Site reliability engineering (SRE) continues to gain popularity as organizations embrace hybrid cloud strategies and IT automation at scale. By applying software engineering principles to operations and infrastructure practices, SRE enables organizations to streamline and automate IT processes.
In the Dynatrace State of SRE Report: 2022 Edition, 88% of surveyed site reliability engineers (SREs) said there is now greater recognition of the strategic importance of their role in business success than there was three years ago. SRE is becoming an essential discipline in organizations that use DevOps (the combination of development and operations) and agile methodologies.
SRE adoption is growing, yet gaps remain. In order to unleash the innovation organizations need to evolve their SRE approaches. The report uncovers six site reliability engineering trends that will help organizations get the most from DevOps practices.
1. MTTR reduction remains top of the list for SREs
SREs improve the reliability of production systems, and reducing mean-time-to-repair (MTTR) is their top priority. But research shows that 60% of SREs find they spend most of their time building and maintaining automation code. While increasing automation is a key goal, organizations will lose their derived efficiency if enablement is arduous and time-consuming.
Much of the problem stems from how site reliability engineering teams build automation for DevOps workflows. Often, teams handle this on a case-by-case basis because their tooling doesn’t come with automation built in and doesn’t offer everything-as-code capabilities. As a result, they must build a layer of automation on top of their tooling.
Over time, this creates a complex web of code that becomes more difficult to scale across the DevOps pipeline. If SRE teams don’t identify a more efficient approach to DevOps from day one, they will undoubtedly find more of their time drained in the future. That time sink results in developers chasing down bugs and other code issues rather than focusing on strategic, revenue-generating work.
This underscores the need for SREs to work with DevOps teams, developers, and architects to ensure that software not only meets a business need but also is resilient and automatable by default. Enabling teams to easily integrate new automation capabilities with existing tools and workflows reduces manual effort and improves engineering practices.
2. A shift to SRE-driven engineering takes hold
More than half (51%) of SREs say they dedicate significant time to influencing architectural design decisions to improve reliability. This suggests that all departments have made progress toward SRE-driven engineering across to improve reliability, resiliency, and security. But there’s still a long way to go.
The most mature organizations embrace site reliability engineering practices that include developers who have fought the battles. They understand what it takes to build systems that can scale from 10 users to 1,000, or from 1 million to 10 million users. Integrating these developers with the design process provides insight that enables architects to incorporate reliability from day one.
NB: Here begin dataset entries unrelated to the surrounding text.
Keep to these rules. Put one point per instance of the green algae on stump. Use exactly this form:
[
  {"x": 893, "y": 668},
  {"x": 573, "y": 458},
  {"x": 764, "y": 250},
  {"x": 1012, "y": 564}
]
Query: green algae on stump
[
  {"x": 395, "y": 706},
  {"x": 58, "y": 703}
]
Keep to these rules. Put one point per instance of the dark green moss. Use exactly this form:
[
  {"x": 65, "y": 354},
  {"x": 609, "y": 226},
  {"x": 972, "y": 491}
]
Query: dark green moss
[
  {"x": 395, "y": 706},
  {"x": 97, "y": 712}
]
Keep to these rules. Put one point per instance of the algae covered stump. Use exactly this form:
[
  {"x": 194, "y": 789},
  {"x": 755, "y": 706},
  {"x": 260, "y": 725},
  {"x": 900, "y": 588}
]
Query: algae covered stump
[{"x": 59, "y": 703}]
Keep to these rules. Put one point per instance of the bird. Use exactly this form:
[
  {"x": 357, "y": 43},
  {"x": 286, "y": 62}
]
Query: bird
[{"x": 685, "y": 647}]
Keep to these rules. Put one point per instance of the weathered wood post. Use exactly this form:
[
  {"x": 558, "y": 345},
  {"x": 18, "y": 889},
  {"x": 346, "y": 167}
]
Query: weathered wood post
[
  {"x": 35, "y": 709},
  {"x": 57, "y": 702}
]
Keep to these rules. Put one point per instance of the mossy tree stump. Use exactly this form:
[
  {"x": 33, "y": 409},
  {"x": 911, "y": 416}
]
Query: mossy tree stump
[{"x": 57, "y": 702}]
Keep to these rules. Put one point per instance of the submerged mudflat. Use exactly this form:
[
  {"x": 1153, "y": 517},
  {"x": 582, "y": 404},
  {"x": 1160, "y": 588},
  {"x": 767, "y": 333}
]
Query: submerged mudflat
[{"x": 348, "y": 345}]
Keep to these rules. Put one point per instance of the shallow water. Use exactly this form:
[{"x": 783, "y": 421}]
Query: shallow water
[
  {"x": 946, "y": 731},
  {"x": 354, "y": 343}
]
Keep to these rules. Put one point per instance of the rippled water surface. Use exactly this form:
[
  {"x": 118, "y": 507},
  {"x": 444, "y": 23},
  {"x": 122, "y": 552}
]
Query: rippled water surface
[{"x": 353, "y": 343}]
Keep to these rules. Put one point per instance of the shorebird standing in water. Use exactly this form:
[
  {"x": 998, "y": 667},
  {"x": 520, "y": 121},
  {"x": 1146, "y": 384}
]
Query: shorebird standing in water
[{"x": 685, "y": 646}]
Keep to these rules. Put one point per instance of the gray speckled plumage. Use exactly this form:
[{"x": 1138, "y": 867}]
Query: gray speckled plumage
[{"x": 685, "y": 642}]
3. Security is a core pillar of site reliability engineering
SREs are also making progress in extending organization-wide DevSecOps approaches to ensure organizations can restore systems quickly after discovering a vulnerability. More than two-thirds (68%) of SREs say they expect their role in security to become even more central in the future. This trend will increase as organizations continue using third-party libraries for cloud-native application development.
As the Log4Shell vulnerability demonstrated when it emerged in December 2021, third-party code libraries face significant security risks. Site reliability engineering teams are critical to identifying those flaws and eliminating them for fail-safe IT protection and to minimize cloud and third-party risks.
4. SREs need the freedom to experiment
While more than half (52%) of SREs dedicate significant of time to designing experiments and tests to reduce the risk of production failure, only 1 in 10 highlights this as their top priority.
Experimentation is critical to SRE. Teams still need to make progress to ensure they have more time available for these tasks. For SREs to deliver more strategic business value, engineers must streamline tasks that involve intensive manual effort.
5. SREs need the license to prioritize strategic work
Although experimentation falls relatively low on their priority list, 51% of SREs say they’re encouraged to experiment. In addition, only a quarter (26%) of organizations see incremental project failure as OK. The weak emphasis on experimentation highlights the many distractions SREs face, limiting the time they have to focus on it.
Organizations must consider new strategies that enable site reliability engineering teams to focus on more strategic tasks. That way, teams have more time to play. Team leaders also need to foster a culture that accepts failure and understands that the principle “fail fast, fail often” provides the greatest competitive edge.
Unshackle SRE teams from traditional organizational structures that view IT as a cost center and a burden. Organizations can’t benefit from lessons gained from IT mistakes without openness to failure.
6. Organizations recognize and reward site reliability engineering teams
SREs must be free to challenge accepted norms and set new benchmarks for innovation-led design and engineering practices. Many organizations are making strides in this direction and have methods for rewarding SRE teams’ successes.
Nearly a third (31%) use hackathons to devise new ways to improve reliability, offering prizes to winning SRE teams. These approaches are key to encouraging a culture of experimentation that promotes the strategic value of site reliability engineering for the business.
All six of these SRE trends can help your organization advance its SRE practices. Embrace experimentation and unleash exciting innovation.